KG-D6 gas pricing cannot be arbitrated, govt tells SC

14 Apr 2015


The Modi government seems to have hardened its stance on the issue of arbitration with Reliance Industries Ltd over the pricing of KG-D6 gas, arguing before the Supreme Court on Monday that allocation and pricing of a natural resource which a government holds as a trustee of the people cannot be subject to internal arbitration.

In an affidavit submitted to the court, the ministry of petroleum and natural gas has asked the court to throw out RIL's petition to appoint a third arbitrator of independent nationality to decide on the pricing of natural gas.

The affidavit seems to reflect a hardening of stance as this is the first occasion that the government has said the dispute cannot be resolved by arbitration.

Reliance Industries (RIL) and its foreign partners - BP Plc and Niko Resources - may thus find it tough to proceed with the arbitration over non-revision of domestically produced natural gas prices from the KG-D6 block off the east coast.

The government asked the Supreme Court to reject the Mukesh Ambani-led company's plea for appointment of an 'umpire arbitrator'.

On 10 January 2014, the then UPA government notified the Domestic Natural Gas Pricing Guidelines, 2014, for a new gas price regime to be implemented from 1 April 2014. However, an Election Commission diktat did not allow the government to do so.

The NDA government that came to power in May 2014 deferred revising gas prices, and a new price of $5.61/mBtu was implemented only from 1 November 2014 for a period of six months. The price was subsequently revised to $5.18/mBTu effective 1 April this year.

The government told the apex court that its role as an executive in framing policies for an entire sector of entities and the public at large cannot be challenged.

On 9 May 2014, RIL, BP and Niko issued an arbitration notice to the government for not implementing the new gas price, which it claimed was due for revision from 1 April 2014.

Justice Ranjan Gogoi asked both the government and RIL to file their written submissions before 1 May and posted the matter for final hearing on 6 May.

According to the government, the dispute cannot be decided by arbitration as economic policy matters cannot be delved into by the courts unless there is violation or infringement of constitutional or statutory provisions.

''In any event the appropriate forum to decide matters of public policy would necessarily and exclusively be the courts and not a private arbitral tribunal,'' the ministry said in its reply to the petition filed by RIL and its partners.

While RIL and its partners had appointed Sir David Steel, the government had appointed former judge of Supreme Court G S Singhvi as its arbitrator in the dispute initiated by RIL and its partners.
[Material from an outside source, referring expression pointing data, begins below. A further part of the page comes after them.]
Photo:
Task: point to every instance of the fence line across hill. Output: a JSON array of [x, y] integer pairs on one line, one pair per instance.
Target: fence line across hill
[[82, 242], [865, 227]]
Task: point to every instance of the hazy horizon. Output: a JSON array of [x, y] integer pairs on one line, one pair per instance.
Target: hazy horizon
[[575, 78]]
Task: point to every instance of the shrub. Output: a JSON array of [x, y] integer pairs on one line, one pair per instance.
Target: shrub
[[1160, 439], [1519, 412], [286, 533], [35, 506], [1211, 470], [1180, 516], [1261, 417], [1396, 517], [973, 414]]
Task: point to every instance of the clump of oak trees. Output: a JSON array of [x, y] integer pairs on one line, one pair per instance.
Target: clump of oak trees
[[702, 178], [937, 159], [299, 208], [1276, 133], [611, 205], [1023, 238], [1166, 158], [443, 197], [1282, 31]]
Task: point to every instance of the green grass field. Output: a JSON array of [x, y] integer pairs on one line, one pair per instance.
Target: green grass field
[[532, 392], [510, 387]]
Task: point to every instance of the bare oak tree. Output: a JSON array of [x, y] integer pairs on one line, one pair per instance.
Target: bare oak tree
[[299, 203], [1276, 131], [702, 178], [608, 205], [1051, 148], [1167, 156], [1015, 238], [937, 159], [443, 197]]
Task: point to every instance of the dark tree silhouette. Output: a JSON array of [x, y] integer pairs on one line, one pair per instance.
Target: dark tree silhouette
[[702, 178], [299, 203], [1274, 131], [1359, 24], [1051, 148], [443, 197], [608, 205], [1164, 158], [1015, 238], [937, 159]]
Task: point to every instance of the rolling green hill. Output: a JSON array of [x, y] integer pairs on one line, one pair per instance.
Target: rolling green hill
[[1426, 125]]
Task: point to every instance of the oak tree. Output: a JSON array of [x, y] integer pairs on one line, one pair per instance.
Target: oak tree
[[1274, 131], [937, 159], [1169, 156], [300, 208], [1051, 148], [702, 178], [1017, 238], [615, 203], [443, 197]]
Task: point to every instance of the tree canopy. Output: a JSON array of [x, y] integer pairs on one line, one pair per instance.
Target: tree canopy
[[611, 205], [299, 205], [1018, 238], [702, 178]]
The companies wanted the apex court to appoint an umpire arbitrator since the two arbitrators ''have been unable to come to an agreement for appointment of third and presiding arbitrator for constitution of the arbitral tribunal.

The contractors, who jointly manage KG-D6 block, want an umpire arbitrator of a ''different nationality other than the nationalities of the parties to the arbitration'' as the two of them are foreign parties.